Published July 15, 2024
Barbara Betti and Laura Casabella have been awarded the Gustavo Mezzetti Prize in Italy for the best master's theses in the field of algebra. The two doctoral candidates and friends share an outstanding first place.
What a wonderful coincidence! Laura Casabella studied at the University of Padua, from which she graduated in 2022 with an excellent master's degree. Barbara Betti achieved the same result at the University of Genoa. Their paths crossed as doctoral candidates at the Max Planck Institute for Mathematics in the Sciences. Chance brought them together both professionally and personally. In the evaluation of their work, the two scientists now share not only the exact same score but consequently also the prize money amounting to just under 2,000 euros – double reason to celebrate!
The Gustavo Mezzetti Prize honors the best master's theses in the field of algebra submitted at all Italian universities over the past two years. This year marks the second edition of the prize.
Barbara Betti defended in July 2022 at the University of Genova under the supervision of Prof. Alessio Caminata. She describes her scientific focus as follows: “In a positive characteristic ring, the Frobenius homomorphism is used to study its singularities. These are algebraic properties measuring "how much" the ring is not regular and, geometrically, they identify non-smooth points of the corresponding variety. A natural place to produce meaningful examples is Invariant Theory, which arises from the study of group actions over rings. The aim of my dissertation is to recall the main relations among F -singularities and then to analyze these properties in invariant rings in the modular case.”

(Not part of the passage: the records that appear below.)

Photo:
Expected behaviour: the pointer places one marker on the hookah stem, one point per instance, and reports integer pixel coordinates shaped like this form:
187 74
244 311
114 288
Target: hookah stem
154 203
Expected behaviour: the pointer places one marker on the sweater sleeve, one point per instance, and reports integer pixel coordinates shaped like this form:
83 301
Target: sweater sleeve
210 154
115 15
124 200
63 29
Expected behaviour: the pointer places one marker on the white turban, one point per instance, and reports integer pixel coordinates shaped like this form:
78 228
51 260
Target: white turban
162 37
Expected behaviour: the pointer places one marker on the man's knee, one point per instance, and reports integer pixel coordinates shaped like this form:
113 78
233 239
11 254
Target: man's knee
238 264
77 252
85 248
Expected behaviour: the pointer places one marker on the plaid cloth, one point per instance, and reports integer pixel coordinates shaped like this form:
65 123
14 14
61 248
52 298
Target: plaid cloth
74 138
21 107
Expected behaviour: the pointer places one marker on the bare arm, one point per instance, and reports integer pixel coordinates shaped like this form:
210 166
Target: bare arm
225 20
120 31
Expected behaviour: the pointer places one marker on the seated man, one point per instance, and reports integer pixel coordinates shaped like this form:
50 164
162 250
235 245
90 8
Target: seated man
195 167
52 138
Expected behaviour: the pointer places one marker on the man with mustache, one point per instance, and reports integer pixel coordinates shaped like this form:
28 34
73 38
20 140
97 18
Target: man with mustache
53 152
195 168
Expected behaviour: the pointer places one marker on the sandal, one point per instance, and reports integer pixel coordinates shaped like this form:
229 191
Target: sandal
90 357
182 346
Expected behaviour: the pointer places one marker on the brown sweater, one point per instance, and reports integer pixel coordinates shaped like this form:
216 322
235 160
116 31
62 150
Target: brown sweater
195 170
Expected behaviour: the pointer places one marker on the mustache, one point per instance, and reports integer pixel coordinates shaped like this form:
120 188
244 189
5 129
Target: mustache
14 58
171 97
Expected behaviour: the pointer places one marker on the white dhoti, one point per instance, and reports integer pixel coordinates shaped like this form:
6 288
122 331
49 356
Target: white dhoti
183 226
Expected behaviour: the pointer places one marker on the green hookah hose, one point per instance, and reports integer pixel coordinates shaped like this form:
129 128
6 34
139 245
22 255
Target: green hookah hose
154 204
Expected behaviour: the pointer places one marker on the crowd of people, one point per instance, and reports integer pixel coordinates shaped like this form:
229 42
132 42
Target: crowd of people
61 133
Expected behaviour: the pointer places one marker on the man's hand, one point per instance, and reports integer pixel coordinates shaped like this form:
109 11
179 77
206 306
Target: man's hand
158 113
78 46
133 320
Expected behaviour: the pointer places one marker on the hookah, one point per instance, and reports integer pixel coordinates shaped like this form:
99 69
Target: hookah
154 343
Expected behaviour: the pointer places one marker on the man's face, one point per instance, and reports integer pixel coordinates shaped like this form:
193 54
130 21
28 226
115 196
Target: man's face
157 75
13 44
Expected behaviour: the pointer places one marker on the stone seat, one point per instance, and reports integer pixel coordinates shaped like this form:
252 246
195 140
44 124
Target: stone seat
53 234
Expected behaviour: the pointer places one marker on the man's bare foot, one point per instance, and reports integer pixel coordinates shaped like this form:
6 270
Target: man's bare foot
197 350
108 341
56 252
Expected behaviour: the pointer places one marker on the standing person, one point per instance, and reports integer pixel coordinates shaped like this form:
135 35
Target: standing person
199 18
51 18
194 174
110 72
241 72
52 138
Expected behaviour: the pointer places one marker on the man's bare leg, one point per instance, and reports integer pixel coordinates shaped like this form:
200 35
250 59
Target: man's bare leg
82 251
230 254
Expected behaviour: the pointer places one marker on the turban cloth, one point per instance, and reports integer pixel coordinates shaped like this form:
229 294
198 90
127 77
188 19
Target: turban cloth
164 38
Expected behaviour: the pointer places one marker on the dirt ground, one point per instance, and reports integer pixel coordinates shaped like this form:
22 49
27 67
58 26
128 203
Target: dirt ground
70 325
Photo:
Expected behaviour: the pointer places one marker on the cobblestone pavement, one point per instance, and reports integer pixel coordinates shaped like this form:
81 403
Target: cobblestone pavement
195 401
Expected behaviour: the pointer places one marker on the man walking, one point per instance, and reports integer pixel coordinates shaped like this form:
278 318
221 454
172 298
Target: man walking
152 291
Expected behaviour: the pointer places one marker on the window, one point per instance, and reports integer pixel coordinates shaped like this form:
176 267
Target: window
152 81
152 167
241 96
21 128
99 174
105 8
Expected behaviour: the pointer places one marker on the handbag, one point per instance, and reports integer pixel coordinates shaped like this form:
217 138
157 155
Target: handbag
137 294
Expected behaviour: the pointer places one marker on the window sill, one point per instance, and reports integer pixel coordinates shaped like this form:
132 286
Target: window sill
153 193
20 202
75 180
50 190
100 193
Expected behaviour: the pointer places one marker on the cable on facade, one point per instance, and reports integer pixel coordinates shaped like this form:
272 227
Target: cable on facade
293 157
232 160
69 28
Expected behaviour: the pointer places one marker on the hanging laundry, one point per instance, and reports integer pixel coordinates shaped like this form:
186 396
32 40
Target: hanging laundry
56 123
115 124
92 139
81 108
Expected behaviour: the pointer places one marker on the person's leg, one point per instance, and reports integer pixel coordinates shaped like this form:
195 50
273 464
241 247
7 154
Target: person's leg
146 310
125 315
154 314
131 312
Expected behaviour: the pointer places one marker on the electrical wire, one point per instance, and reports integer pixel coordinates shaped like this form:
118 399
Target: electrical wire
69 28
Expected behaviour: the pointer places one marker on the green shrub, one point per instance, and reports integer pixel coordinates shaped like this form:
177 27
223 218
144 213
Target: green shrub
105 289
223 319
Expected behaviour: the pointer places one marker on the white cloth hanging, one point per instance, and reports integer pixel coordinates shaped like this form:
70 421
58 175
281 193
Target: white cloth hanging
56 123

Laura Casabella graduated from the University of Padua in cooperation with the University of Bordeaux under the supervision of Prof. Alessio Sammartano. Read how she summarizes the topic of her research and PhD thesis: “In modern Commutative Algebra, there is a rising interest in studying connections between combinatorial structures and algebraic objects. Lovász-Saks-Schrijver ideals, which are defined from orthogonal representations of graphs, are an example of this. The goal of my dissertation is to prove a conjecture of A. Conca and V. Welker about the radicality of these ideals.”